TOKYO, Apr 11 (News On Japan) –
As many individuals put together to journey by Shinkansen and different trains through the upcoming holidays, this text takes a take a look at a beloved companion of prepare journeys in Japan: the ekiben, or prepare station lunch field, which can be gaining recognition amongst international vacationers.
Reservations for Shinkansen and different trains through the Golden Week vacation, from April twenty fifth to May sixth, have reached about 2.85 million seats, roughly the identical degree as final yr. One of the nice pleasures of using these trains is having fun with an ekiben.
Incidentally, April tenth is taken into account “Ekiben Day” in Japan as a result of the numbers 4 and 10 may be learn as “bento.” Tokyo Station, the place as many as 10,000 ekiben are bought in a single day, held a bustling ekiben pageant as soon as once more.
One buyer mentioned, “I thought it was the season for bamboo shoots, so I chose a bamboo shoot rice bento. It was about 1,500 yen—slightly expensive, but a nice treat once in a while. This is one of my go-to choices.”
Among the preferred ekiben is the one produced by Kiyoken. To have fun Ekiben Day this yr, the corporate launched a particular rice ball bento. Reservations opened on April 1st, however your complete stock bought out in simply three days. The announcement sparked a flood of posts on social media.
Ekiben, considered a part of Japan’s wealthy culinary tradition, are actually being embraced by international guests too. With so many choices, many vacationers discover it tough to decide on.
“This one looks good—it has fish, meat, and lots of sushi options,” mentioned one vacationer. Another added, “I wish there were stores like this in Europe. My partner likes beef, so he chose a beef bento, and I went for the one with cherry blossom themes. In the U.S., we usually just snack on candy during train rides, so having a proper meal like this is new to me.”
Some vacationers questioned, “Is it okay to eat this on the Shinkansen?” and “Does it come with chopsticks?”

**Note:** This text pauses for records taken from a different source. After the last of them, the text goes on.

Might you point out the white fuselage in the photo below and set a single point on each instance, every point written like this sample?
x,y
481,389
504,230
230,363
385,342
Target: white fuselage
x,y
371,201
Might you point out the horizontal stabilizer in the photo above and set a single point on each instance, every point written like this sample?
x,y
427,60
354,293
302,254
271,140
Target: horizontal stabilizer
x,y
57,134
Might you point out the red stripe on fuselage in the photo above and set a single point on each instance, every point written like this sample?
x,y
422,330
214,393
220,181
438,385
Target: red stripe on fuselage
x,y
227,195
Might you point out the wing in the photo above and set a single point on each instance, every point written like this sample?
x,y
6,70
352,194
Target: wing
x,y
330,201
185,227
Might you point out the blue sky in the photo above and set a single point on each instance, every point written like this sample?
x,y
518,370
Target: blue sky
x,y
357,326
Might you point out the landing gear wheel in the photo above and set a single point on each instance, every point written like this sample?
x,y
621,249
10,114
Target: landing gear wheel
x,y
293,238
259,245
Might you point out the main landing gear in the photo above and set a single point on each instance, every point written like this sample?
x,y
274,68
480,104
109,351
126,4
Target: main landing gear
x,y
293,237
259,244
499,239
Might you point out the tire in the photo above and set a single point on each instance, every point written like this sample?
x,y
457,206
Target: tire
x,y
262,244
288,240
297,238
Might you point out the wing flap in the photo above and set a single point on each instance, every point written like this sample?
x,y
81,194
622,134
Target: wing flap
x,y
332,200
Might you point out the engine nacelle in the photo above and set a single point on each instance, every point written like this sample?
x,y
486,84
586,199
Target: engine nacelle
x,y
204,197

At Daimaru Tokyo, a division retailer adjoining to Tokyo Station, the annual bento gross sales rankings had been launched. In third place was a bento that includes a hamburger steak topped with beef on garlic rice. “It feels a bit fancy,” mentioned one buyer. “Whenever I go to Osaka, I usually buy something in this area. I like meat-based dishes.”

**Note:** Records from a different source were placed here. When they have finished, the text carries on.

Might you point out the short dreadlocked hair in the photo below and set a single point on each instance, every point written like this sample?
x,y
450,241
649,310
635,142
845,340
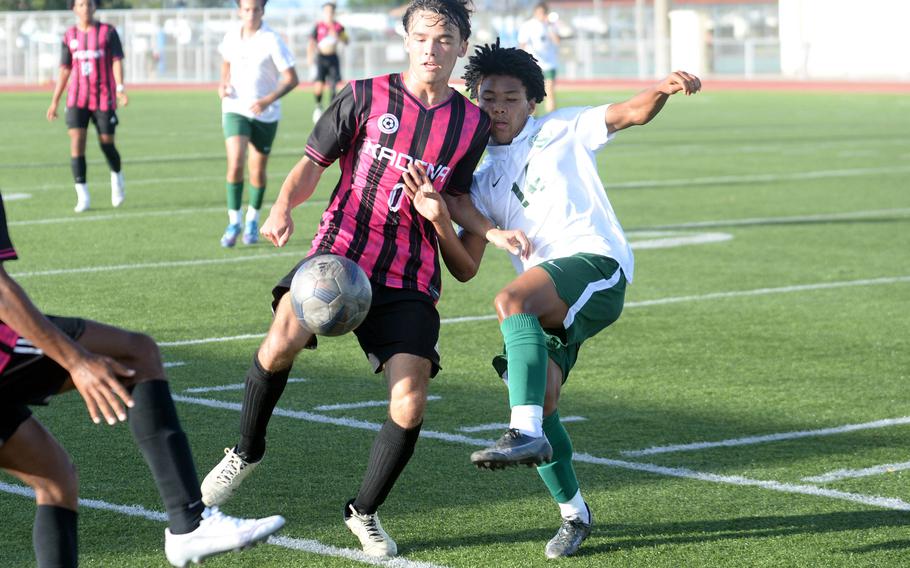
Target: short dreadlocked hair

Second place went to a seafood chirashi bento by Hirashima, which options ten sorts of seafood. First place, for the fourth consecutive yr, was the Mille-Feuille Sushi, identified for its vibrant colours. “It’s the best-tasting ekiben at Tokyo Station,” mentioned one fan. “I came here just for this, and now I’m boarding the Shinkansen.”
Ekiben have a wealthy historical past. Their origins are believed so far again to 1885 at Utsunomiya Station, the place a neighborhood inn began promoting easy rice balls with pickled greens for 5 sen—a excessive value on the time when soba value only one sen. The first makunouchi (boxed meal with numerous aspect dishes) was bought in 1888 at Himeji, priced at 12 sen. By 1987, self-heating bento grew to become out there, and at this time, there are mentioned to be over 2,000 varieties nationwide.

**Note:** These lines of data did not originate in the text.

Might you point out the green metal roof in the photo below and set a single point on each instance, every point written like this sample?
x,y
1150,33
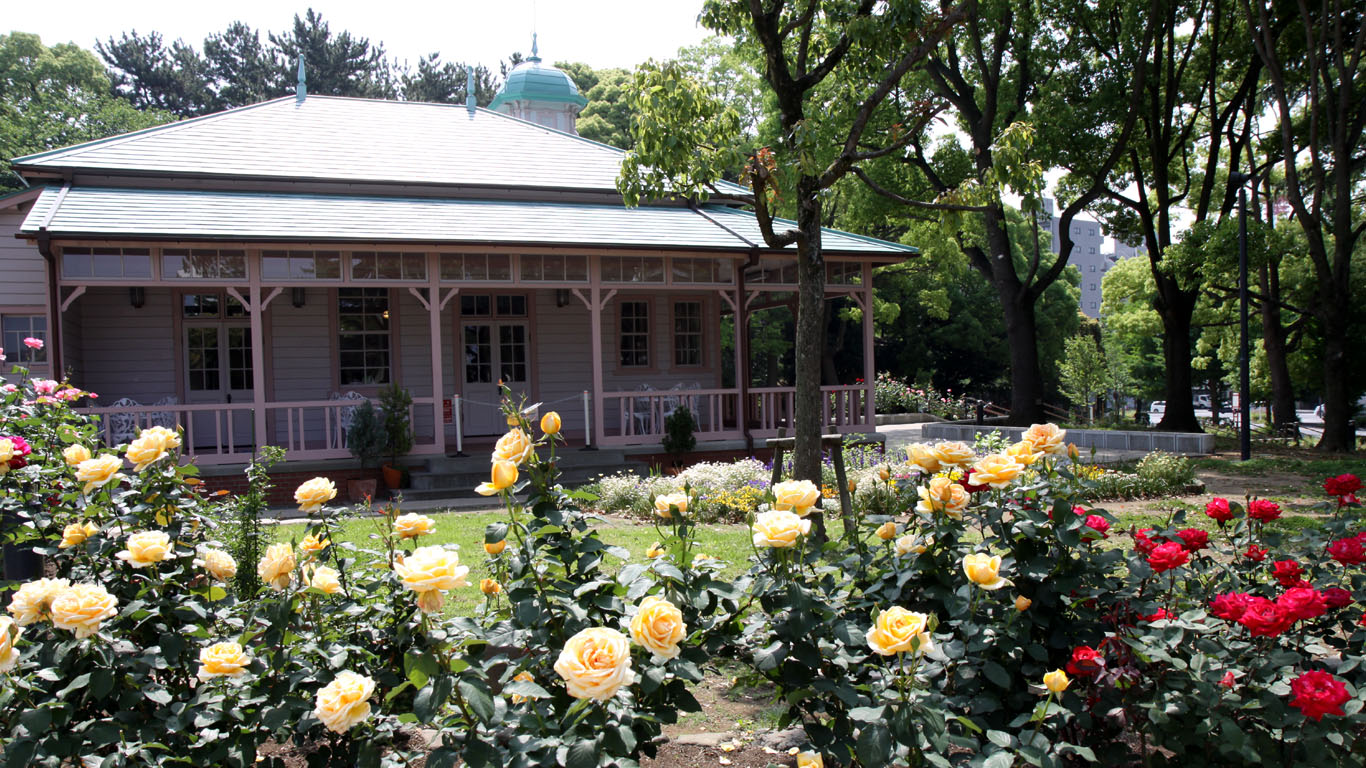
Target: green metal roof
x,y
164,213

Among the usual choices in conventional ekiben are what are referred to as the “three sacred side dishes”: kamaboko (fish cake), tamagoyaki (rolled omelet), and salmon. These are frequent components which have lengthy been acquainted to Japanese folks and are discovered in lots of long-selling bento.
Because ekiben are usually eaten chilly, nice care is taken to make sure they nonetheless style good at room temperature. The rice, for instance, is steamed at a excessive temperature to reinforce stickiness and taste. Seasoning can be rigorously thought of—scallops are generally added to pork to forestall disagreeable odors and deepen the style. Even the packaging performs a task: Kiyoken avoids utilizing plastic and as a substitute makes use of conventional picket packing containers that enhance air flow, take in moisture, and have antibacterial properties.
Interestingly, there are refined variations in packaging primarily based on the place the ekiben is produced. At Kiyoken, the bento made within the Yokohama manufacturing facility are tied with string, due to specialised employees there. In distinction, these made on the Tokyo manufacturing facility will not be. Another visible distinction lies within the illustration on the field: the Tokyo model contains the Tokyo Skytree within the background, whereas the Yokohama model doesn’t. This form of consideration to element provides a layer of playfulness that many purchasers discover pleasant.
As the ekiben continues to evolve, it stays a logo of Japanese hospitality and culinary ingenuity, providing each vacationers and vacationers a memorable style of the journey.